Sheckner watched the two phalanxes warily for a while before he decided to test them out by throwing a rock near each one of them. The ghoulish sentries stood their ground and made no noise. Considering the available options of being butchered by these repulsive minions of the lich or else being shredded into oblivion by the night hag for not following through on his mission Sheckner finally summoned up enough courage to continue on and see if he could find the Viceroy.
Locating the lich wasn’t a particularly daunting task. Sheckner finally spotted the cursed mage hunkered over his experiment that laid upon the boulder in front of it. The Viceroy had his back to Sheckner, so the hobgoblin wasn’t able to see the lich’s face. But there was enough to be seen to send a shudder up Sheckner’s spine. Looking around quickly to make sure that nobody else was creeping up on him, the hobgoblin tried to ascertain what the lich was doing.

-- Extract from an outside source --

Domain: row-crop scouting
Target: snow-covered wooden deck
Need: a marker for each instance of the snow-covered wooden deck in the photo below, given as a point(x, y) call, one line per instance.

It was frankly impossible to tell at this distance. The aura of cold, bleak terror that surrounded the lich kept any living creature from getting too close. A person would have to be extraordinarily powerful to even contemplate getting close enough to look the Viceroy square in the eyes. There probably wasn’t a hobgoblin in the entire continent of Partum that could have sauntered right up to the Viceroy to see what he was doing. And even if you could get close enough to watch, why would you want to? What could a lich possibly be doing with a body; living, undead, or otherwise that anyone would want to observe? And assuming for one minute that the lich even let you get that close was a major leap of faith. Sheckner might not have had all that many life experiences but he was almost positive that a freakishly powerful undead conjurer wasn’t going to be the most hospitable creature in the Wenigzustand.
The hobgoblin stood in the darkness of the night trying not to give the lich any cause to turn around to see who might be creeping in the shadows behind him. Sheckner couldn’t see what was going on other than the lich was cutting up what must have been one of the zombie-like hobgoblins. The lich must have found out something with this gruesome exercise because he stopped what he was doing, stood there looking thoughtful for a while, and then with a swift chopping motion snapped the pathetic monster’s head off with the dagger in his right hand. Sheckner had seen worse things than that in the years he had spent serving Colldrenia, but it was enough to make him decide that this task had come to a perfectly natural stopping place. He backed away until he couldn’t see the lich anymore and then headed for the old winery to report what he had seen. There wasn’t much to describe. Hopefully there would be enough to please the night hag.